Lastly, responses regarding impacts because of the shift to remote services during the COVID-19 pandemic were mixed and challenging to interpret. Most notably, in some instances such as behavioral health and mental health services, demand for services seemed to increase. While this could suggest that families in need may feel more comfortable with virtual services, it could also be a response to the emotional toll of the pandemic. Therefore, additional research might be useful to assess the impact of remote mental health services on families and whether having this option might encourage uptake particularly in the wake of the ongoing COVID-19 pandemic when the availability and uptake of remote services may continue to grow to meet the needs of individuals and families across the U.S.


As with all research, our study had several limitations. The participants were purposively sampled to garner a diversity of perspectives and are not representative of all community partners, parents, and caregivers in the counties included in our sample. Our sample of parents represents a small subpopulation who encountered the child welfare system due to their substance use which further limits the generalizability of our results. Furthermore, our sample consisted of primarily white parents and caregivers. This is not representative of the general child welfare population that is disproportionately Black (Cenat et al., 2021). It is important for future work to include a wider range of diverse parents to better understand multi-level risk and protective factors for opioid misuse and foster care entries. In addition, participants were identified based on-site liaisons’ recommendations, which may have introduced selection bias. Furthermore, the use of comparison groups in qualitative research is a relatively new technique within the field of public health (Lindsay, 2019). Additional qualitative comparison research on this topic will help to provide a comprehensive picture of the needs of children, families, and communities affected by the opioid crisis. Due to the emergence of the COVID-19 pandemic during data collection at our last two sites, we shifted from in-person to virtual data collection with parents and caregivers. This may have affected the rapport that the interviewers established with the participants and could have limited the information that was shared over the virtual platform. Additionally, parents and caregivers that volunteered to participate during the pandemic may not be representative of those who might have volunteered pre-pandemic.

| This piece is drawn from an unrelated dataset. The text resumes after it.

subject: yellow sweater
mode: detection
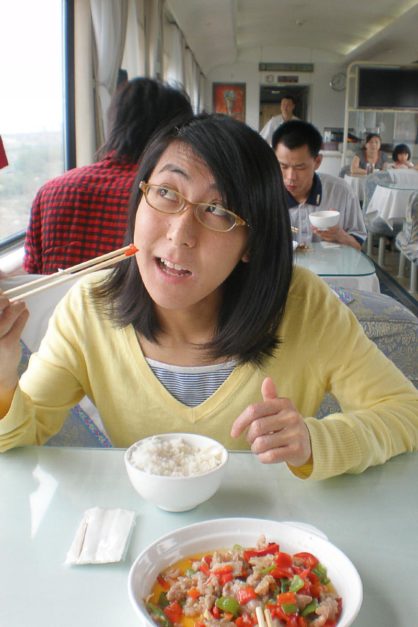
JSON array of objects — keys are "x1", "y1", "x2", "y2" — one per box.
[{"x1": 0, "y1": 268, "x2": 418, "y2": 479}]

Despite these limitations, this study has many strengths. First, the qualitative methods used allowed us to solicit rich descriptive information from participants. Our use of comparison groups helped to identify the presence or absence of critical programs and supports that might benefit communities. Second, collecting data from multiple participant types including key informants representing various types of community partners allowed us to incorporate diverse perspectives and build trustworthy depictions of the overall experiences within disproportionately affected and low-rate counties from multiple perspectives.

Conclusion and Public Health Implications

The current study aimed to identify individual-, family-, and community conditions that might be effective at preventing parental opioid use and ACEs. The sample included high- and low-rate communities to understand what might protect some families from overdose mortality and foster care entries. Across all communities in the sample, prevention was not front-of-mind. Nevertheless, community partners in high-rate communities discussed the importance of primary prevention programs for children and youth including afterschool and mentoring programs. Parents discussed the importance of peer mentors and family-friendly substance use treatment as critical supports in their recovery. Additional research is needed on the support that caregivers need to effectively care for themselves and their children. Findings support the importance of prevention including following opioid prescription guidelines (Dowell et al., 2016) and primary prevention programs for children and youth (CDC, 2019) to better prevent ACEs and parental substance use.


The findings and conclusions in this study are those of the author(s) and do not necessarily represent the official position of the Centers for Disease Control and Prevention.